Aucun moyen de prévenir la MC n'est connu. Tout de même, il est possible de réduire le nombre des épisodes aigus par des mesures assez simples :

  1. bien suivre son traitement et accepter de modifier certaines habitudes de vie.
  2. Adapter son alimentation :Comme il s'agit d'une maladie qui fragilise le système digestif, tout ce qui passe à travers ce système (en touchant inévitablement les parois enflammées) a nécessairement une influence sur l'état de la personne atteinte. Même si on ne connaît pas bien le rôle de l'alimentation comme cause de la MC, les spécialistes savent que certains aliments et certaines boissons aggravent les symptômes tandis que d'autres sont mieux tolérés. Une diète spécifique sera élaborée pour chaque patient, un aspect fondamental de la prise en charge de la maladie.

Attention :

en cas de perte de poids et de sous-alimentation, il faut réagir rapidement et trouver conseil auprès d'un médecin ou d'un diététiste afin d'éviter les carences et l'affaiblissement.

Limiter :

- Les produits laitiers. Pour les personnes intolérantes au lactose, mieux vaut consommer des produits laitiers fermentés (yogourt, fromage) ou prendre un comprimé d'enzymes qui dégradent le lactose (comme Lactaid®) avant de consommer du lait ou d'autres produits laitiers non fermentés. Dans certains cas, il faut éliminer presque complètement ou réduire au minimum la consommation de lactose. Un diététiste peut aider à concevoir un régime le plus faible possible en lactose.

- Les aliments qui fermentent. Pour limiter la diarrhée et les douleurs abdominales, il est préférable d'écarter tous les aliments susceptibles de favoriser les flatulences et les ballonnements : les haricots, les légumes de la famille des choux, les oignons, les agrumes, les boissons gazeuses, le maïs éclaté.

Favoriser :

- Les protéines de qualité. Les viandes maigres, le poulet, les poissons et les oeufs peuvent aider à maintenir un apport nutritionnel adéquat et contribuer à soulager les symptômes de la MC.

- Les petites portions. La conversion des trois grands repas classiques quotidiens en cinq ou six collations durant la journée peut aider à maintenir un apport nutritionnel adéquat. Manger de petites portions permet de mieux tolérer les aliments et fatigue moins l'organisme.

- Du liquide en bonne quantité. Boire entre huit et dix verres de liquide par jour, idéalement de l'eau. L'apport en liquide permet d'éviter la déshydratation qu'entraîne la diarrhée chronique.

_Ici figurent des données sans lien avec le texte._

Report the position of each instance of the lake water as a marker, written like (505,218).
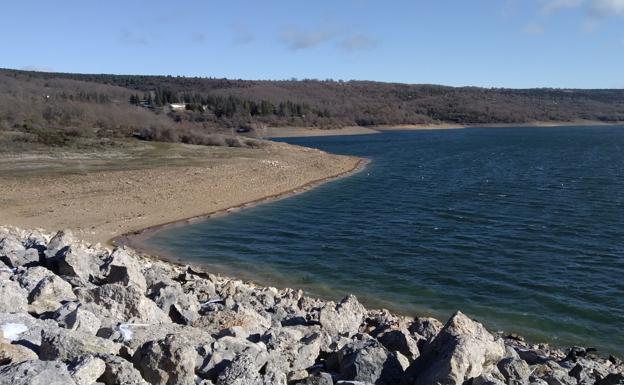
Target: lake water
(522,229)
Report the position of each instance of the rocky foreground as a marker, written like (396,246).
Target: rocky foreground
(76,314)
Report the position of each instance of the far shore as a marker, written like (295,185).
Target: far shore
(288,132)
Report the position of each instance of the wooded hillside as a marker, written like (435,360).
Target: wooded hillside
(123,105)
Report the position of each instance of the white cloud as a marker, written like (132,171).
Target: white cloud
(36,68)
(297,38)
(607,7)
(533,28)
(551,6)
(595,8)
(358,42)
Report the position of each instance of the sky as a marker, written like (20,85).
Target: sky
(489,43)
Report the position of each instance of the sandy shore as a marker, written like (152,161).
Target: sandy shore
(103,196)
(287,132)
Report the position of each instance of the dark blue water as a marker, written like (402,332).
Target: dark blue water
(522,229)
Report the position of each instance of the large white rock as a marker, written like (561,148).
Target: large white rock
(462,350)
(13,298)
(344,318)
(36,373)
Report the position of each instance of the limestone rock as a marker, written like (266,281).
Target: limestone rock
(36,373)
(10,353)
(249,320)
(243,370)
(13,298)
(118,371)
(225,349)
(63,344)
(73,316)
(291,349)
(117,303)
(29,278)
(400,340)
(318,379)
(34,326)
(514,370)
(87,370)
(426,327)
(462,350)
(370,362)
(14,254)
(170,361)
(182,308)
(125,269)
(49,293)
(344,318)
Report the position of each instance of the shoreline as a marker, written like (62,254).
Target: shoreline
(101,196)
(292,132)
(136,313)
(135,238)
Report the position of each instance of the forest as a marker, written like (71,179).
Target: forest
(56,107)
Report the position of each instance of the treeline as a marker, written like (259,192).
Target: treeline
(60,112)
(223,105)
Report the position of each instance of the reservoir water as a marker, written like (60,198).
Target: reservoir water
(520,228)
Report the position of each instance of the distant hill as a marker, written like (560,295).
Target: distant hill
(123,105)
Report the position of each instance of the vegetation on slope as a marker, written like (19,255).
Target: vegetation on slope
(56,108)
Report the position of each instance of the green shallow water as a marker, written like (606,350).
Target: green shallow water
(522,229)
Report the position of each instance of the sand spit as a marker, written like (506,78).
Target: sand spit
(100,202)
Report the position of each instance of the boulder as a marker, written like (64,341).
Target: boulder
(400,340)
(515,370)
(462,350)
(72,259)
(14,254)
(426,327)
(49,294)
(182,308)
(122,268)
(370,362)
(242,370)
(291,350)
(11,354)
(249,320)
(72,316)
(225,349)
(170,361)
(611,379)
(344,318)
(115,303)
(13,298)
(87,370)
(36,373)
(79,265)
(118,371)
(37,240)
(29,278)
(31,326)
(318,379)
(141,334)
(62,344)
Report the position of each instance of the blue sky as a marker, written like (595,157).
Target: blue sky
(492,43)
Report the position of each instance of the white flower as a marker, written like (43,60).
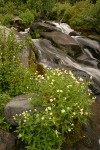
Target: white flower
(51,100)
(49,108)
(42,118)
(51,114)
(51,83)
(46,109)
(60,91)
(57,91)
(63,111)
(80,79)
(69,130)
(74,113)
(35,110)
(68,108)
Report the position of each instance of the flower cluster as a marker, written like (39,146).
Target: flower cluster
(65,104)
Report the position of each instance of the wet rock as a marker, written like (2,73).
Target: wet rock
(7,140)
(43,25)
(75,33)
(17,105)
(48,55)
(26,51)
(64,42)
(17,23)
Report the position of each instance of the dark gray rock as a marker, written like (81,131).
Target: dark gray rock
(26,51)
(17,105)
(64,42)
(75,33)
(43,25)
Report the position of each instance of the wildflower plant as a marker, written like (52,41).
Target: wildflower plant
(66,106)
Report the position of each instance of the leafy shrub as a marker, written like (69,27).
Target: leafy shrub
(14,79)
(61,106)
(4,98)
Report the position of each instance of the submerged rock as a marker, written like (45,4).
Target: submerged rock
(63,41)
(43,25)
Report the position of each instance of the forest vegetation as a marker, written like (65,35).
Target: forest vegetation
(65,110)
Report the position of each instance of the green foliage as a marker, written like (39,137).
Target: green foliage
(61,106)
(14,79)
(5,19)
(62,11)
(27,17)
(4,98)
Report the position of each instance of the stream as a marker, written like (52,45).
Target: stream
(85,65)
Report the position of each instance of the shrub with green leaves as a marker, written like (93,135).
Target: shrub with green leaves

- La tenue d'un journal alimentaire. Le premier conseil donné aux malades est de noter ses apports alimentaires, ce qui facilite l'identification des aliments qui déclenchent les symptômes.

Selon le cas :

- Attention aux fibres alimentaires.

Présentes dans les céréales entières et les fruits et légumes, elles font partie de l'alimentation variée et recommandée pour la majorité des personnes. Les patients souffrant de MC qui sont incommodés par ces aliments peuvent tenter, le plus possible, de les consommer à l'état cuit. Sinon, il faudra préconiser un régime dit « faible en résidus ». On appelle « résidus » les matières indigestes, soit tout ce qui est éliminé par les selles. Le régime faible en résidus se devra d'être pauvre en fibres alimentaires. Parmi les légumes les moins digestibles, notons ceux qui contiennent des fibres dures (le chou, les navets, les poireaux, les radis, le salsifis, l'oseille) et les légumes crus.

Cesser de fumer :Les spécialistes recommandent que l'arrêt du tabagisme devienne une mesure préventive de première importance pour l'ensemble des maladies du système digestif.

Il est maintenant démontré que les risques de récidive et de réintervention chirurgicale sont liés à l'importance et à l'ancienneté de la consommation tabagique.

-Évacuer le stress : Les événements stressants peuvent entraîner des épisodes de diarrhée. Il est donc important de se détendre, à court terme, mais aussi d'apprendre à modifier (à long terme) sa manière d'appréhender les situations stressantes et d'y réagir.